# 7/28 additions.



## Ron-NY (Jul 29, 2007)

I drove my son to Rochester to do a tour of the University of Rochester and had to make a stop at Bloomfield Orchids. I purchased a Paph fowlii and a blooming size, multi growth Paph Saint Swithin, made with roth 'Charles E' I took a few pics but there wasn't too much in bloom in his greenhouse.


----------



## Grandma M (Jul 29, 2007)

We would enjoy even a 'few' pictures. 

Did you enjoy the University visit? That is a big decision for a graduate to make, and an exciting time in their lives. A whole new world opens to them.


----------



## Ron-NY (Jul 29, 2007)

I was very impressed with the U of Rochester, and I am not easily impressed!! He is only going to be junior in HS this year but I wanted to start the college search early. He is interested in pre-med.

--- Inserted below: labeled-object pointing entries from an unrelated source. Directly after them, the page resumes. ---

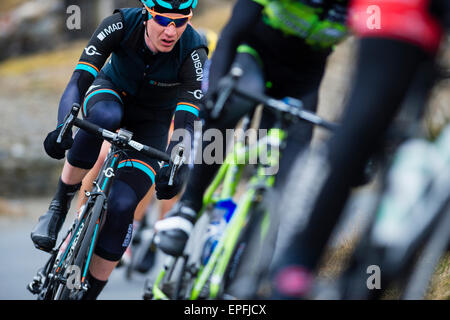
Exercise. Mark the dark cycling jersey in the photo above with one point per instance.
(161, 81)
(299, 35)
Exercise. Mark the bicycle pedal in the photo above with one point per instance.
(34, 287)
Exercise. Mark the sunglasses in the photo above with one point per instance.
(165, 20)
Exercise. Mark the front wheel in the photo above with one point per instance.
(75, 285)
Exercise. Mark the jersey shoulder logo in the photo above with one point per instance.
(92, 50)
(110, 29)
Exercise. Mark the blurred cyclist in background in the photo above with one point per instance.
(390, 57)
(282, 47)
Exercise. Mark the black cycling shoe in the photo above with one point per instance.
(174, 230)
(46, 231)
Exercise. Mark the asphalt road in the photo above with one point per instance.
(20, 260)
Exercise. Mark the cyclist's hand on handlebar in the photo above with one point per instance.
(163, 189)
(54, 149)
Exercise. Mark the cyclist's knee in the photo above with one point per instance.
(118, 228)
(106, 114)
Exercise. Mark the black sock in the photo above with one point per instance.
(95, 287)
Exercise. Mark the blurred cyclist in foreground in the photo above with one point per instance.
(390, 56)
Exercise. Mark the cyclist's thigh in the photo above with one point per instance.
(138, 170)
(103, 106)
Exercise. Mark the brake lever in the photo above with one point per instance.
(68, 122)
(177, 163)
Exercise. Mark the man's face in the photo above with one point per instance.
(163, 39)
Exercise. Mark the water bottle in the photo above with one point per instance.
(220, 217)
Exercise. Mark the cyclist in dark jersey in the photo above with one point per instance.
(282, 46)
(390, 57)
(155, 68)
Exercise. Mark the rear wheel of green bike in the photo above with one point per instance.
(252, 256)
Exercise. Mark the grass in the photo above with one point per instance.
(335, 260)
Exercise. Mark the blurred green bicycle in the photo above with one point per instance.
(187, 277)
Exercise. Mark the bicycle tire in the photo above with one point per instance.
(252, 255)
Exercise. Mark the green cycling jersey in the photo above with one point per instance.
(320, 26)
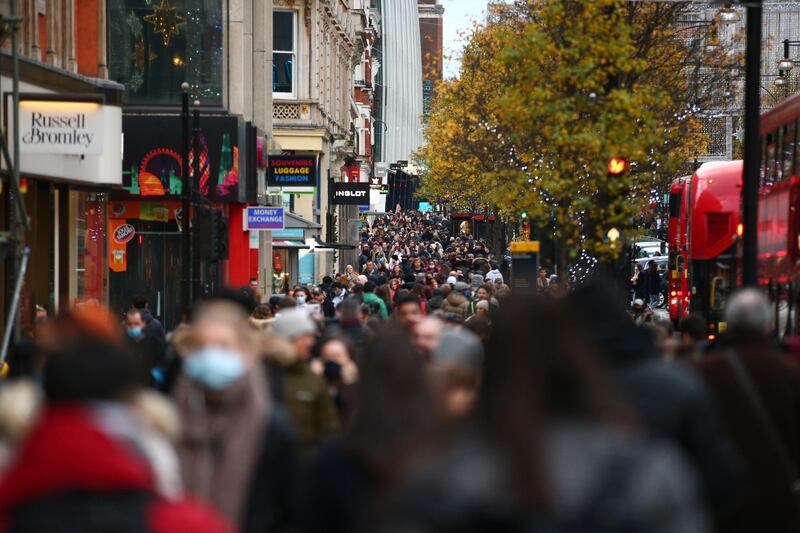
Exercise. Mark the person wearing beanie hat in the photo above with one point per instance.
(305, 394)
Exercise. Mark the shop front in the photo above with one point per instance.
(293, 254)
(70, 141)
(145, 247)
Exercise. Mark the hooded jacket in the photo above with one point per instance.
(69, 475)
(456, 304)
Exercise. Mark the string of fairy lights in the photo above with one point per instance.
(188, 40)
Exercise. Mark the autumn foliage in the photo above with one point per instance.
(550, 92)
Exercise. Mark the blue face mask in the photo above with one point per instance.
(214, 367)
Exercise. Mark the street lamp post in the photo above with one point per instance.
(751, 143)
(186, 250)
(786, 64)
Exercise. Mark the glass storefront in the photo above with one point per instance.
(87, 262)
(280, 271)
(156, 45)
(145, 258)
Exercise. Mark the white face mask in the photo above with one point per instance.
(214, 367)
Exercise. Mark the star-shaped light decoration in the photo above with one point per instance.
(165, 21)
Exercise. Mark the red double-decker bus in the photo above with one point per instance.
(703, 232)
(677, 241)
(779, 213)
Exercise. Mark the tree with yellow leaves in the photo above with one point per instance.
(548, 93)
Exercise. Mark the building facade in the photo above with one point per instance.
(320, 113)
(64, 182)
(222, 51)
(431, 30)
(401, 80)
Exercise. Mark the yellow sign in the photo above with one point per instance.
(524, 247)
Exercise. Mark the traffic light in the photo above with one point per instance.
(617, 165)
(212, 234)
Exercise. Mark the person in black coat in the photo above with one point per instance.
(670, 400)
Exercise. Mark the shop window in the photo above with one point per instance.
(284, 54)
(157, 45)
(87, 262)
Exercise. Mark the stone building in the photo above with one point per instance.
(319, 46)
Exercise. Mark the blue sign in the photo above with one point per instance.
(264, 218)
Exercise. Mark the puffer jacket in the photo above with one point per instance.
(456, 304)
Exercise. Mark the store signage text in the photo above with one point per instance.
(56, 127)
(264, 218)
(124, 234)
(350, 193)
(292, 171)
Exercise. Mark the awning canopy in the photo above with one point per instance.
(289, 244)
(333, 245)
(294, 221)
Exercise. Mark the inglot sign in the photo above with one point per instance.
(350, 193)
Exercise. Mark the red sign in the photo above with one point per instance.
(124, 234)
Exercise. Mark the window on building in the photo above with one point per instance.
(284, 53)
(155, 46)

Here is a pic of the Saint Swithin






and the fowlii


----------



## Marco (Jul 29, 2007)

thats a nice size st swithin. good score Ron


----------



## Ron-NY (Jul 29, 2007)

It has 2 BS growths and 2 large starts. The price was great for the plant as well. 
Here are a few pics, some of plants blooming at Bloomf Bloomfield Orchids http://www.bloomfieldorchids.com/index.htm.


----------



## Marco (Jul 29, 2007)

Nice shots I love the venustum and violacea


----------



## Ron-NY (Jul 29, 2007)

I have a venustum album in my collection, at least according to my inventory. I know I haven't bloomed it yet.


----------



## Carol (Jul 30, 2007)

I bought a few from Bloomfield orchids at the Erie show last year, Julius, lowii and a flask of henryanum. All are vigorous growers.


----------